Look no further than Jon Hamm’s sleaze-tastic speech about atoms and “feeling false feelings” after he seduces and sleeps with Lucy. Girl, you don’t gotta go to space to be on the receiving end of that speech, let me tell you. It’s only after Mark denies Lucy’s pushes to further their relationship by dumping and then ghosting her, pursuing instead a younger model of female astronaut coworker, that she begins to lose her mind. Lucy sees their relationship not as a two person decision but as a challenge–she refuses to accept defeat, refuses to accept his lies and his lines. Already in the process of unceremoniously leaving her husband, Lucy tries to improve her circumstances through pure force of will. Knowing that he’s trying to avoid her, she starts to play power games; showing up uninvited to Mark’s home, coercing him into sex, and stalking his every move. It’s a toxic situation as old as time when it comes to men aggressively pursuing women, and as Mark quickly finds out, it’s equally so for a woman in a position of power to act that way towards a man.

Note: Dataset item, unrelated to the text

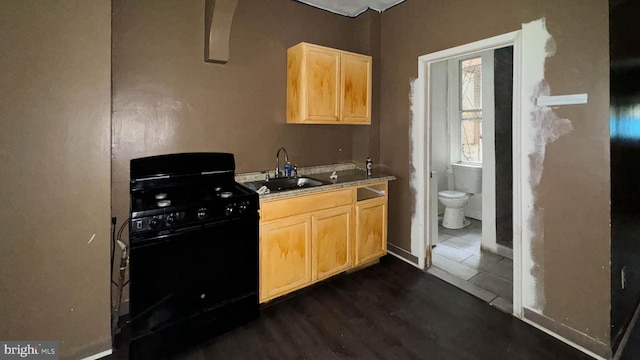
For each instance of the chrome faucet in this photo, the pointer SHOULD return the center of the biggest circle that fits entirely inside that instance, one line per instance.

What makes Lucy finally and completely snap, is when Mark uses her aggressive behavior towards him in order to damage her professional reputation. The work ethic she applies to her personal life is matched by her work ethic; Lucy is always shown as present and driven while on NASA property, to the point she almost dies during an underwater training exercise because she refuses to allow a flaw in her gear to stop her from getting the job done. After it becomes clear to Mark that he’s losing control of his own game to Lucy’s persistence, he panics and sends out emails to those in charge that she’s been acting erratically. This, plus their belief that she is working herself too ragged, causes Lucy to be booted from the next space walk. Once Lucy realizes the reason why she’s been ejected from the next mission, suddenly all of her focus goes towards making Mark pay. She uses all powers of intellect, drive and adrenaline to punish Mark for daring to try and put her in her place. Lucy loads up her car with provisions, weapons, and her niece, and then drives from Houston to Orlando to confront Mark face-to-face. It’s nutty but let’s be honest: fear doesn’t bring you to that point, anger and pride does.

So let’s call Lucy in the Sky what it truly is: a female anxiety film. Hawley almost captures that in parts, but I don’t think he quite got there in the end. He does try to shoehorn some semblance of feminism into his film by adding the niece sidekick and making the target of Lucy’s violence the man who wronged her instead of the rival object of his desire. But I think Hawley lost the cosmos for the stars, as it were–Lucy’s crisis is not of having glimpsed something vast, it’s of having escaped the confines of our oppressive planet only to be forced by gravity right back into it. When you consider what she loses when she returns to the limitations of earthbound female existence, her breakdown suddenly doesn’t seem so crazy. Toxic, sure, but she’s upholding the standard of those ‘great men’ around her.